The "RPC" in "gRPC" stands for "Remote Procedure Call",
aka a call to a function somewhere else.
(The "g" stands for "gRPC", because Google,
and that's also why the "e" stands for "ergonomics").

For Modal, that "somewhere else" is
"somewhere in our global cloud infrastructure".

For MiniModal, that's just another Python process
on the same machine.

### Set up the "local" environment for the "app"

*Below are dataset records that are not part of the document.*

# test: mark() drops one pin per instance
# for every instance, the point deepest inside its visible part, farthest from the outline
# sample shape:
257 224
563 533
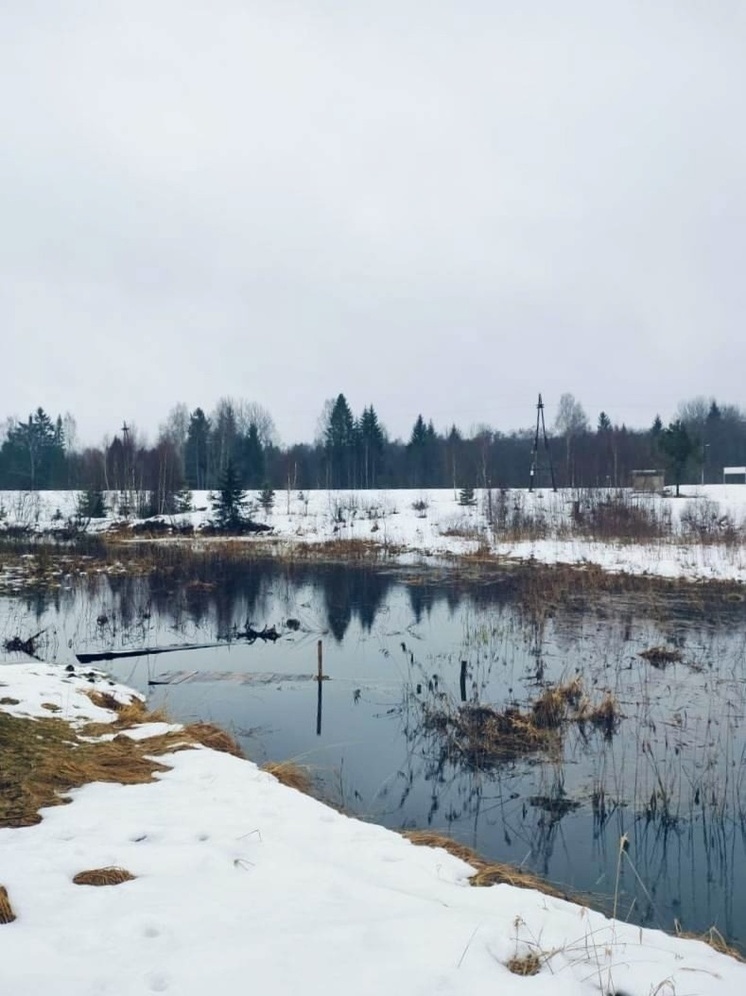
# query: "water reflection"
671 779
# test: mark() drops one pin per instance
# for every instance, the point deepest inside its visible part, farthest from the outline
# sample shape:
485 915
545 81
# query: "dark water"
671 778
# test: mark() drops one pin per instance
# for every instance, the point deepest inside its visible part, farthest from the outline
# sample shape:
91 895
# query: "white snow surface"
417 525
244 885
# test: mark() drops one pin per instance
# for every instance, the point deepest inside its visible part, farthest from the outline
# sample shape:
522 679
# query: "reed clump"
290 774
525 964
486 872
103 876
479 736
7 915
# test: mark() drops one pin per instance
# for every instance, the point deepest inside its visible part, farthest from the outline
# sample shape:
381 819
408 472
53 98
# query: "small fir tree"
267 498
91 504
466 497
229 502
678 447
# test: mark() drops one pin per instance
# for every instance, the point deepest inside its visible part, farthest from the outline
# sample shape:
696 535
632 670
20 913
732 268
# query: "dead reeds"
103 876
479 736
6 910
43 759
290 774
525 964
486 872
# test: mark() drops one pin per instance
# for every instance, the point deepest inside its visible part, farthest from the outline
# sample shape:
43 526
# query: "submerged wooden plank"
237 677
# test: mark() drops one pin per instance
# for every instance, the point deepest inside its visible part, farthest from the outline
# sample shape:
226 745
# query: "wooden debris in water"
660 656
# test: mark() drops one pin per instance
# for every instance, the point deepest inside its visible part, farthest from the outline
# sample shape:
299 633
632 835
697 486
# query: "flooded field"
643 813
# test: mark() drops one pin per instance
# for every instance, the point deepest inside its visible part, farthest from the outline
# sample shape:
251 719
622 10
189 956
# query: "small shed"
734 475
647 480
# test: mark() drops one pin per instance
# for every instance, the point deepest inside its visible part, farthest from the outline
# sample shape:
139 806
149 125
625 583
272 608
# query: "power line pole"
540 425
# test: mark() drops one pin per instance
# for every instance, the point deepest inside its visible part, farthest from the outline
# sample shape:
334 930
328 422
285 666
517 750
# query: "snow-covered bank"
242 884
701 536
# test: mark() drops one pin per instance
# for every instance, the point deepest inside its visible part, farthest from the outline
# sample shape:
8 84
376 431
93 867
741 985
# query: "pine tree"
466 497
267 498
229 504
339 443
371 439
677 446
196 450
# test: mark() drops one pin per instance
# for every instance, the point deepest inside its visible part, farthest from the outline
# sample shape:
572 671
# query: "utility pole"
540 424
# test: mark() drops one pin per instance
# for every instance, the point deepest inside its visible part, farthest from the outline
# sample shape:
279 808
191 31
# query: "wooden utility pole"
535 450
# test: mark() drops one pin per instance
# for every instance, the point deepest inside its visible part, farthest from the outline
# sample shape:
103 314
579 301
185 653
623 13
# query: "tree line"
193 450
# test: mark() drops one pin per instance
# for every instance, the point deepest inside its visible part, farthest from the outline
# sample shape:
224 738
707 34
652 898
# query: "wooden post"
320 680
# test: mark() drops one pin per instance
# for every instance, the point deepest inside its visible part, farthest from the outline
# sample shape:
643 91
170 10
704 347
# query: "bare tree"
570 422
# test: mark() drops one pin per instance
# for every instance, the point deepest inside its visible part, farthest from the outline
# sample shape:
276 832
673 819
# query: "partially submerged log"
250 635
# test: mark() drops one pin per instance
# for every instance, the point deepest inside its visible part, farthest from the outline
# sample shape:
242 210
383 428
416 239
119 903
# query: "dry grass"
550 709
43 759
605 716
525 964
213 737
103 876
290 774
713 938
486 872
478 736
6 910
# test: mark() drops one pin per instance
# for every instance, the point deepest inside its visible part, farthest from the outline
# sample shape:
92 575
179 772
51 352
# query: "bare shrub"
702 521
619 515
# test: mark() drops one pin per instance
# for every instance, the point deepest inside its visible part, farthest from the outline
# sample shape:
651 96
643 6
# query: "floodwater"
668 781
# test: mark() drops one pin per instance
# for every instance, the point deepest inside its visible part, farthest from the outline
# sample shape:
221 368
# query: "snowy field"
243 885
699 535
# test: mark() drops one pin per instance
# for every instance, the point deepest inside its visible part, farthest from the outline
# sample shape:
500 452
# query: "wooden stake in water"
320 680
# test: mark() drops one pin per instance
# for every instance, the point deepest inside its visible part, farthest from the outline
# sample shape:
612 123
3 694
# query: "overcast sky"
435 206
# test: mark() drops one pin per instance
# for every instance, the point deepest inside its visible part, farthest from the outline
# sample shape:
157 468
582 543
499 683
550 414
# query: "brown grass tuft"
290 774
44 758
502 874
6 910
429 838
486 872
478 736
213 737
713 938
526 964
103 876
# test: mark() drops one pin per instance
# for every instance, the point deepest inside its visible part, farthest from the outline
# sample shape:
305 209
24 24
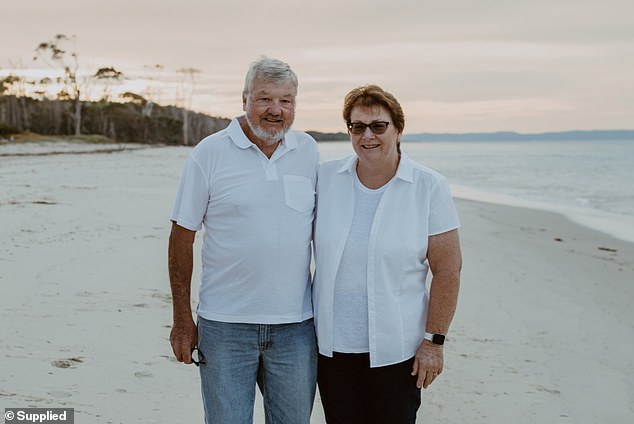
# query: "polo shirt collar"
240 139
404 171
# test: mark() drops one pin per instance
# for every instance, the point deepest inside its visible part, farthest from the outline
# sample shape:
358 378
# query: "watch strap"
435 338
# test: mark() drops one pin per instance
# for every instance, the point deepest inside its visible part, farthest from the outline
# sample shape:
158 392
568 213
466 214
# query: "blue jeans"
280 358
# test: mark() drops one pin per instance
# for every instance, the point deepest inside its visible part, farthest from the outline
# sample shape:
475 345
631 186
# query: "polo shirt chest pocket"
299 193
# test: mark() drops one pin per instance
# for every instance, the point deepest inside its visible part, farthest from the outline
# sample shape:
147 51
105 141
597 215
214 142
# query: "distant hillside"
131 122
596 135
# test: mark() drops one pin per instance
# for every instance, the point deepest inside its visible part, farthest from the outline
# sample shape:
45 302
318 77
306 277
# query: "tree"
185 96
108 76
55 54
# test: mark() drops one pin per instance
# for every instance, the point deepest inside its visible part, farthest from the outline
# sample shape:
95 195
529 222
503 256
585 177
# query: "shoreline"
543 330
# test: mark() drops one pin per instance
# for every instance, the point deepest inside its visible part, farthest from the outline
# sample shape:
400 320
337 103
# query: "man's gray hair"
269 70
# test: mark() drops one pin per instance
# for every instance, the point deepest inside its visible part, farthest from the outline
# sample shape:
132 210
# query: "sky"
455 66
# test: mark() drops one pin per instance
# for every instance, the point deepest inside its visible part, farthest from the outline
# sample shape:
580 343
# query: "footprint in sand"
67 362
59 394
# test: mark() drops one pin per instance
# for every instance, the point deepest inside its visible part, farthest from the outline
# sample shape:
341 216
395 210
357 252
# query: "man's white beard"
264 135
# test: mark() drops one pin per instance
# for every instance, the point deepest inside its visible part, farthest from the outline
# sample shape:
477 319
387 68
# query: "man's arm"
184 334
445 262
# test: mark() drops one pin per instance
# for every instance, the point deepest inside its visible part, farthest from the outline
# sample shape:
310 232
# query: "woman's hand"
428 363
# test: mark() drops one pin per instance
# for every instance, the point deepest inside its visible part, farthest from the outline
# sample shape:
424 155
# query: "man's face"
270 109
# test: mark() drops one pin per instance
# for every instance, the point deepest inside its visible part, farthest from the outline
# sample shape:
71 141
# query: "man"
252 188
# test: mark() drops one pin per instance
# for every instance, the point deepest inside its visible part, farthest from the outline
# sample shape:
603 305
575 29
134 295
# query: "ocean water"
591 182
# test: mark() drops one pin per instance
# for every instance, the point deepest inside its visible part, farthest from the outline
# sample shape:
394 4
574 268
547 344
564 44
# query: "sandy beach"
544 331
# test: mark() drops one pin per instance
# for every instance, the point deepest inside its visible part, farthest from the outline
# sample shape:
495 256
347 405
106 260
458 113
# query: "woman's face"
369 147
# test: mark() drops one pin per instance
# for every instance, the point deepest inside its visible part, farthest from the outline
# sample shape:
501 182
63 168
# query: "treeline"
135 121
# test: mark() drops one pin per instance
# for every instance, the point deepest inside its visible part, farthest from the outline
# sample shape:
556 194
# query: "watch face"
438 339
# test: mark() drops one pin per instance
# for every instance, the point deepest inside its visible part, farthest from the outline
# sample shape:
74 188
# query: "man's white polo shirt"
415 205
257 215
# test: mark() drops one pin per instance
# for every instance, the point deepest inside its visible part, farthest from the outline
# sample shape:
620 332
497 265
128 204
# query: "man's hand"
183 338
428 363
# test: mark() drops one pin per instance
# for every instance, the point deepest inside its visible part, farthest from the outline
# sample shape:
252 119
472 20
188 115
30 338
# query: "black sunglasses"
377 127
197 357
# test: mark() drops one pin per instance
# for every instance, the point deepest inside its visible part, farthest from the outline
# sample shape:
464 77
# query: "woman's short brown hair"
374 96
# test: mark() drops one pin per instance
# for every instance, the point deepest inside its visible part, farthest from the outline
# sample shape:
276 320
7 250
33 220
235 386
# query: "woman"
382 221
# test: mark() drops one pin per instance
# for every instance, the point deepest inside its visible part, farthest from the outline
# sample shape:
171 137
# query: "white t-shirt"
415 205
350 310
257 216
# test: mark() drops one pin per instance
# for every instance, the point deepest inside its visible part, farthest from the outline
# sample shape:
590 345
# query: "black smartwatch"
435 338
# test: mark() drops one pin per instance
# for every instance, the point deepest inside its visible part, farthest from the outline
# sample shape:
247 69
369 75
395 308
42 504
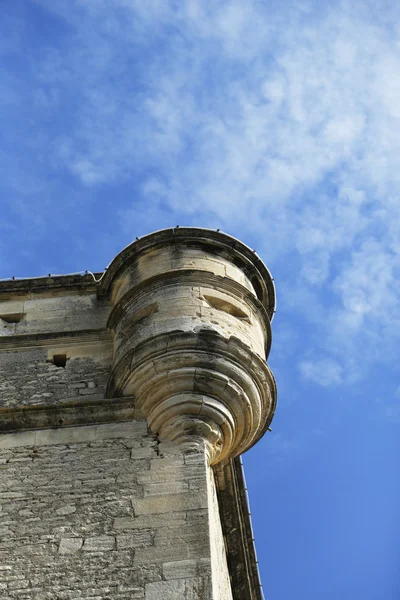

Open a new terminal, navigate to the `./app` directory, create a new
virtual environment in a subfolder called `.app`, and install the dependencies:

```bash
source .app/bin/activate
pip install -r requirements.txt
```

This installs the `client` as an editable library,
so you can play with it as well.

### Run a function on MiniModal

Modal takes your code and runs it in the cloud.

MiniModal takes your code and runs it on your computer.

In the `./app` directory,
run `app.py`:

```bash
source .app/bin/activate
minimodal run app.py
```

Follow the on-screen prompts to execute the `app.inference` function
on the server.

Notice that `.local` execution on the client fails!

Even in MiniModal, we can set it up so that the server can do
things the client can't -- in this case, the server has `numpy` on it.

In grown-up Modal, the server might
[have a GPU](https://modal.com/docs/guide/gpu),
or it might be
[100 containers running at once](https://modal.com/docs/guide/scale),
or it might have
[already loaded the weights of a large neural network into its memory](https://modal.com/docs/guide/lifecycle-functions),
or it might be
[all those simultaneously and also a web host](https://modal.com/blog/embedding-wikipedia).

But from the client side, it's still just Python code and decorators.
Pretty slick, right?

## License

This project is open-sourced under the MIT License. See the `LICENSE` file for more details.